The topics were interesting overall and the lectures even though rather short were still rather informative. Too much focus on specificities of libraries and frameworks in the exams.

By Hamman S

Jan 13, 2021

While this was a great introductory course to some of the basic tenets in NLP, various ancedotal examples were too convoluted to be useful in gaining an intuitive understanding

By Mansi A

Aug 23, 2020

This course provides you with a good but basic start to the world of NLP. Week 4 LSH and Hashing should be explained more clearly. Assignments are not challenging.

By N N

Oct 7, 2020

Basically lecturers' delivery is not so good that you could get distracted easily.

Often, a video contents and a jupyter notebook don't match to each other.

By PRANSHU K

Sep 14, 2020

Seemed easy to me. Rest all is good, the explanation and assignments.

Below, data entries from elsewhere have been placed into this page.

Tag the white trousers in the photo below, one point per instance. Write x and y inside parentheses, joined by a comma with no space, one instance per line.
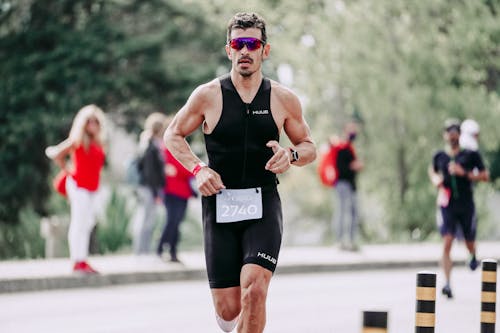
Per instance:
(83,218)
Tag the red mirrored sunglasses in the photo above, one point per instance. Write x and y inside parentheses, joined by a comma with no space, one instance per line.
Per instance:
(251,43)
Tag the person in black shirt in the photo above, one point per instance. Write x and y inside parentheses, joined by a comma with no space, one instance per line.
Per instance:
(242,115)
(453,172)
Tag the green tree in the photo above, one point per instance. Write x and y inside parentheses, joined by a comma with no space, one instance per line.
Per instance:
(129,57)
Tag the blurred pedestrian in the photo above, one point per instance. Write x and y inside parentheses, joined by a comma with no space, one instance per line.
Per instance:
(469,134)
(242,115)
(85,147)
(151,166)
(347,166)
(177,191)
(452,172)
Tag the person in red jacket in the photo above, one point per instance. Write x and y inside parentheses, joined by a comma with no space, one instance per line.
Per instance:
(177,191)
(84,147)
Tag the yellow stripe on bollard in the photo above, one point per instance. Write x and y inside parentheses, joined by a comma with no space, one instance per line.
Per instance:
(426,294)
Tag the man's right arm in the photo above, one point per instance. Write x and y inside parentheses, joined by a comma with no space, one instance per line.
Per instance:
(185,122)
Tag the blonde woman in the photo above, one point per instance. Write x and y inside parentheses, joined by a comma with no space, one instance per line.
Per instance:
(152,181)
(84,147)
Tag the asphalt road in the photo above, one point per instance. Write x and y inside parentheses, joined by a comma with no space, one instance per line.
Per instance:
(305,303)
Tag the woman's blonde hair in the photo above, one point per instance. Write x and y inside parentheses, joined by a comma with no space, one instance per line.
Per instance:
(77,133)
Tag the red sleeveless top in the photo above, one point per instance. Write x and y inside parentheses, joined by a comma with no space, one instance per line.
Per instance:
(88,164)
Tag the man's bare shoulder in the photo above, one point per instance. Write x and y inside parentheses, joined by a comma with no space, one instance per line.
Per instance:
(207,91)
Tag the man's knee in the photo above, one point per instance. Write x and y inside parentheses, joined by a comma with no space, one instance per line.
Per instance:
(227,303)
(255,285)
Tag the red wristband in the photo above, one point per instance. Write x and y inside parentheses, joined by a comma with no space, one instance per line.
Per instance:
(197,168)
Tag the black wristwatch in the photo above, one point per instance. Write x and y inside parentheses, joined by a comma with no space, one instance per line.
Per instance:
(295,155)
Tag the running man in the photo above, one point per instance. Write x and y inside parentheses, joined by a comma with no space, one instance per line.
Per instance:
(453,173)
(242,115)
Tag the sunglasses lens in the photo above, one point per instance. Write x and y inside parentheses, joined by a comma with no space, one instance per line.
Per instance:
(252,44)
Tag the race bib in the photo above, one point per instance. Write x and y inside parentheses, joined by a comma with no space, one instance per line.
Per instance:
(239,205)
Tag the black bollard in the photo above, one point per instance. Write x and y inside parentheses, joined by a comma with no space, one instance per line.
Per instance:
(374,322)
(425,318)
(488,295)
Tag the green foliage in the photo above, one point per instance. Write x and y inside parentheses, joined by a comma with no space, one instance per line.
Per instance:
(129,57)
(22,240)
(112,233)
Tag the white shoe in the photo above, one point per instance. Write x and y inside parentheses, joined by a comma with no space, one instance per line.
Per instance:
(226,326)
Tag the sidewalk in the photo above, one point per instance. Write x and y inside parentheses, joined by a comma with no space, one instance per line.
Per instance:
(47,274)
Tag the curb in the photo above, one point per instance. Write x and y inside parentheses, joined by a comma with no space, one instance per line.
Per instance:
(115,279)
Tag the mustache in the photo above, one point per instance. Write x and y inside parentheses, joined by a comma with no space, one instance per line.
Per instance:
(245,58)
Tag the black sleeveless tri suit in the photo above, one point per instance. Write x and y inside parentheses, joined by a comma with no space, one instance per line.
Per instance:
(237,150)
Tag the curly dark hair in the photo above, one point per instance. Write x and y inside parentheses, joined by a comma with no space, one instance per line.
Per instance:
(247,20)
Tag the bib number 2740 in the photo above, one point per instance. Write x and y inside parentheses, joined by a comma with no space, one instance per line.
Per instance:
(239,205)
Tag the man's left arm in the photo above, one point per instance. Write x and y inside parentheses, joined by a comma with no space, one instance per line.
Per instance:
(479,173)
(297,130)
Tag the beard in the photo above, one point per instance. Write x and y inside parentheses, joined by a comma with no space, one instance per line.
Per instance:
(245,72)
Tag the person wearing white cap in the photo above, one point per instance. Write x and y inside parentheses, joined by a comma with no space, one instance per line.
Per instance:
(469,133)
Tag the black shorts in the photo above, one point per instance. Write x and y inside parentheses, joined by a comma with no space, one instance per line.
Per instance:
(459,219)
(229,246)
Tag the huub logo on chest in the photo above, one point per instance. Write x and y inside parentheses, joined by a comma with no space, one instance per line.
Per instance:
(267,257)
(259,112)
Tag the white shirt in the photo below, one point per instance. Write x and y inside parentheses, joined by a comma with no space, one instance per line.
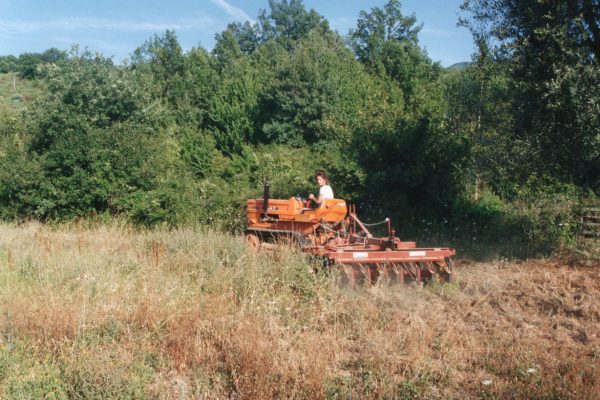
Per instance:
(326,192)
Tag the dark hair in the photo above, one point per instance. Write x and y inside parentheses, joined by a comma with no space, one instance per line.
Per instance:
(323,175)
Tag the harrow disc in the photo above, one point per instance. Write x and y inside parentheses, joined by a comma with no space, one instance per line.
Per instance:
(386,273)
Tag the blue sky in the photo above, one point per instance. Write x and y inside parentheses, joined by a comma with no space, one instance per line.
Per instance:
(117,27)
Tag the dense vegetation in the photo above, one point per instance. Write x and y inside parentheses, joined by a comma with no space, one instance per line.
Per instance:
(502,150)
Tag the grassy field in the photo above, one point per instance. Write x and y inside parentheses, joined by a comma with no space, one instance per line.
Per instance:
(113,313)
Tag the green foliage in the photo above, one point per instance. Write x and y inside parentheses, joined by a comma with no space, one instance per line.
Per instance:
(185,137)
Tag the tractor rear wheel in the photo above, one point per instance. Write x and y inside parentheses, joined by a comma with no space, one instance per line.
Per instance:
(253,242)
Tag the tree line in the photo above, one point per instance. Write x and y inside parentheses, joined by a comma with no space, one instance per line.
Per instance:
(178,136)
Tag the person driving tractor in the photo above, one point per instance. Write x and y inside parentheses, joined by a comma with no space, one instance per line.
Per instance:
(325,191)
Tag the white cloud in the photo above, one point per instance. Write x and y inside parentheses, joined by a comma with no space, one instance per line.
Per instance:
(436,33)
(84,23)
(232,11)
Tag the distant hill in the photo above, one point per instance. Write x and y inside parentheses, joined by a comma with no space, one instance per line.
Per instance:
(461,65)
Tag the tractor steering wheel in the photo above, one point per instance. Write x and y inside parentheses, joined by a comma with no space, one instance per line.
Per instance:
(308,203)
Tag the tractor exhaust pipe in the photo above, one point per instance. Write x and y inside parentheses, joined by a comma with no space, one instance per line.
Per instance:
(266,197)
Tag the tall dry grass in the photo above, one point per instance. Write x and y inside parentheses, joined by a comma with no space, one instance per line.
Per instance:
(113,313)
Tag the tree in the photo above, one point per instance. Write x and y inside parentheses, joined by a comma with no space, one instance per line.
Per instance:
(546,44)
(378,28)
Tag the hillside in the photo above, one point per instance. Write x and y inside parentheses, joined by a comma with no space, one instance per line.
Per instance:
(16,93)
(112,313)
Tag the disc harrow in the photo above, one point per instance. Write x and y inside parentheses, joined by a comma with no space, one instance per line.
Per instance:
(334,232)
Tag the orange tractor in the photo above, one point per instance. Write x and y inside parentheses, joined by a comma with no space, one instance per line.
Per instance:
(335,232)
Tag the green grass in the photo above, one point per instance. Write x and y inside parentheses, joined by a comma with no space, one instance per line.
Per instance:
(112,312)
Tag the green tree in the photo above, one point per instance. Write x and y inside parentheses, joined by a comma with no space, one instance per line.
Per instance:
(546,44)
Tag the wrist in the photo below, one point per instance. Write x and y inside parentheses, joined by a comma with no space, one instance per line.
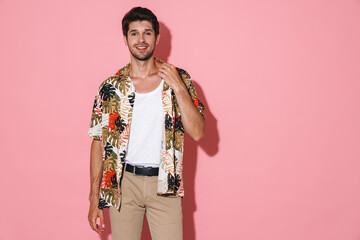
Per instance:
(94,197)
(180,90)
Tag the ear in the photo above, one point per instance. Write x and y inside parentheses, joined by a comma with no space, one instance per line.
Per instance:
(125,40)
(157,38)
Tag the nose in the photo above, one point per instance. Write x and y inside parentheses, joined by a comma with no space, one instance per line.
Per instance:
(141,38)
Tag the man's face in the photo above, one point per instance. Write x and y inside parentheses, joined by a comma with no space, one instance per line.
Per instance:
(141,40)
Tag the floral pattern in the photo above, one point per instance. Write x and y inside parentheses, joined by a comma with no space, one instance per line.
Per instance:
(111,121)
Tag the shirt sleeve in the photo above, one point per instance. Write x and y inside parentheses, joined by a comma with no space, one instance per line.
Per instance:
(191,89)
(95,128)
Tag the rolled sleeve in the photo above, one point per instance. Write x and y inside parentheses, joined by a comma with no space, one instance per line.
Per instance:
(95,128)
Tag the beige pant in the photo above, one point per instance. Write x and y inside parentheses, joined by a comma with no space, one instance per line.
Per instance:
(164,214)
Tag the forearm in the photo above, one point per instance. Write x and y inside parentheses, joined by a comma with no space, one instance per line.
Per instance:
(192,120)
(96,167)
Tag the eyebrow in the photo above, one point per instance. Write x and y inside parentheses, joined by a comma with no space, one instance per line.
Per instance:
(146,30)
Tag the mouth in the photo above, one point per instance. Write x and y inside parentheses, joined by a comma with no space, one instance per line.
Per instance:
(141,48)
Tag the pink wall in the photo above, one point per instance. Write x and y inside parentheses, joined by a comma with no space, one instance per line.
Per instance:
(280,80)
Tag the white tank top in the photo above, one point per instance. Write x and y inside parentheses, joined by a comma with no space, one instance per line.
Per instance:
(146,129)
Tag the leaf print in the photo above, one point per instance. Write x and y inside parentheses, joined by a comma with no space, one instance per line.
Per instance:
(107,92)
(106,178)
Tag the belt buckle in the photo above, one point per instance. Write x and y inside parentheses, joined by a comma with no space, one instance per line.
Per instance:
(134,171)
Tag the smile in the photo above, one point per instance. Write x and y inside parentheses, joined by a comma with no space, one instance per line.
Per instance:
(141,48)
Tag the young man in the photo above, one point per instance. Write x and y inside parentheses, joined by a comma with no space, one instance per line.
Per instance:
(137,125)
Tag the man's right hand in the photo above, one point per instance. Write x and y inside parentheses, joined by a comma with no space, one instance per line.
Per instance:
(94,214)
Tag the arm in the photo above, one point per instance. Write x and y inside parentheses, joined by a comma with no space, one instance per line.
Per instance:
(192,120)
(96,166)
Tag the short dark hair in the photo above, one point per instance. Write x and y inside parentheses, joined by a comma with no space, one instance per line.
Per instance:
(140,14)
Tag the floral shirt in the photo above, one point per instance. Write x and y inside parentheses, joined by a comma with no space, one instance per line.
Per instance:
(111,121)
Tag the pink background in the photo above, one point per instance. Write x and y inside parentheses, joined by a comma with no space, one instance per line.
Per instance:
(280,81)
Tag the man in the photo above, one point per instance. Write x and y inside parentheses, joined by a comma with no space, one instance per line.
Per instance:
(139,169)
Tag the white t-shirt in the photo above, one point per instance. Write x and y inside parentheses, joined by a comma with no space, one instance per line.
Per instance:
(146,129)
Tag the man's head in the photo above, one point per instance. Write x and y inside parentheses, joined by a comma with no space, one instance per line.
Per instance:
(141,32)
(140,14)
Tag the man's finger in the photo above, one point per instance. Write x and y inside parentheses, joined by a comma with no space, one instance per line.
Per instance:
(102,222)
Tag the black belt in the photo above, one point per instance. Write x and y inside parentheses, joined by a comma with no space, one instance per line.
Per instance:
(142,171)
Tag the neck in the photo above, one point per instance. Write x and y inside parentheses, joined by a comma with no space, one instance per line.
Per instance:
(141,69)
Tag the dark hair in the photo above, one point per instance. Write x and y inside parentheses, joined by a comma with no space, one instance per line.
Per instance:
(139,14)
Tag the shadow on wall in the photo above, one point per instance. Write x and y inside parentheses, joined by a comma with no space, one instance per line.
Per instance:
(209,144)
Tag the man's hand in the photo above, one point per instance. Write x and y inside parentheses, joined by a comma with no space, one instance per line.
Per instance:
(171,76)
(94,214)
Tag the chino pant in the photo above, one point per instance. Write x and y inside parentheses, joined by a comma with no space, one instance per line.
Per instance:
(164,214)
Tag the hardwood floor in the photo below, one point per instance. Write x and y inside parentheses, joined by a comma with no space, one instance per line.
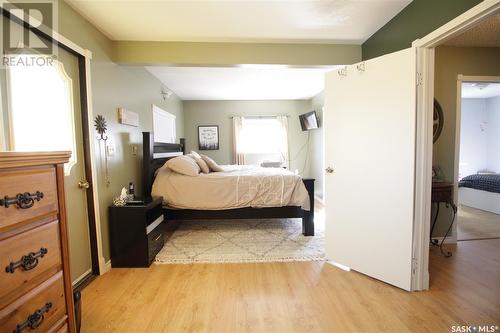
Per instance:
(474,223)
(295,297)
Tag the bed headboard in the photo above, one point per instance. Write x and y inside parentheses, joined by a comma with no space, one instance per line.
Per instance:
(154,155)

I am reducing star by one rating because of the interface for assignment is poor.

By Michele V

Sep 17, 2020

Good coding part. For my background the lecture material was a bit too easy. However, if your intention was to keep it easy, then good job!

By Yuthika B

Nov 30, 2022

The course misses depth and needs to focus on applications of these algorithms rather than introducing more and more algorithms so fast.

By Sebastian J

Mar 26, 2024

The videos were too short to properly explain things and the notes sections after each were basically just screenshots of the video.

By Toon P

Jun 7, 2022

It is rather annoying that the videos are short and even shorter because half of the time is spend on an intro and outro

By Diana G

Apr 30, 2024

The course has been beneficial, but it could greatly benefit from more thorough explanations of mathematical concepts.

By Leonardo F

May 24, 2021

Liked the in-depth linear algebra and gradient descent, but missed some extras like lemmatization and HMMs in NLP...

By Anatoly D

Aug 4, 2021

Compared to other deeplearning.ai courses (esp. Adrew Ngs) very low in-depth explanations and challenge level.

By AG S

Aug 20, 2020

Although the course presents an overview of the topic, I was expecting a more advanced and deeper approach.

By Harsh G

Feb 23, 2021

Didn't Feel Like I am learning some concept very basic concepts nothing related to real life and NLP

By WU N

Jan 27, 2024

The videos are not very detailed, and the pronunciation of lecturer is something hard to recognise.

By Susie B

Oct 15, 2021

In general, good. Misspellings in assignments is not very professional, should be revised.

By Phillip

Sep 20, 2020

Would be good if there are more checkpoints to see if the codes are correct or not.

By Abhinay C

Mar 15, 2024

There should have been a little more elaboration in week 4 final content

By Kestin C

Oct 29, 2020

Some example is hard to understand, and few of the diagram is ambiguous.

By Alex A

Dec 21, 2020

Especially later excercises contain code/instructions that are unclear

By Luiz O V B O

Jun 24, 2021

I would like to have more content and explanation about the math

By john s

Jan 10, 2021

I don't feel the assignments help understand the material.

By Huang J

Dec 23, 2020

The videos are too short. Discussions are oversimplified.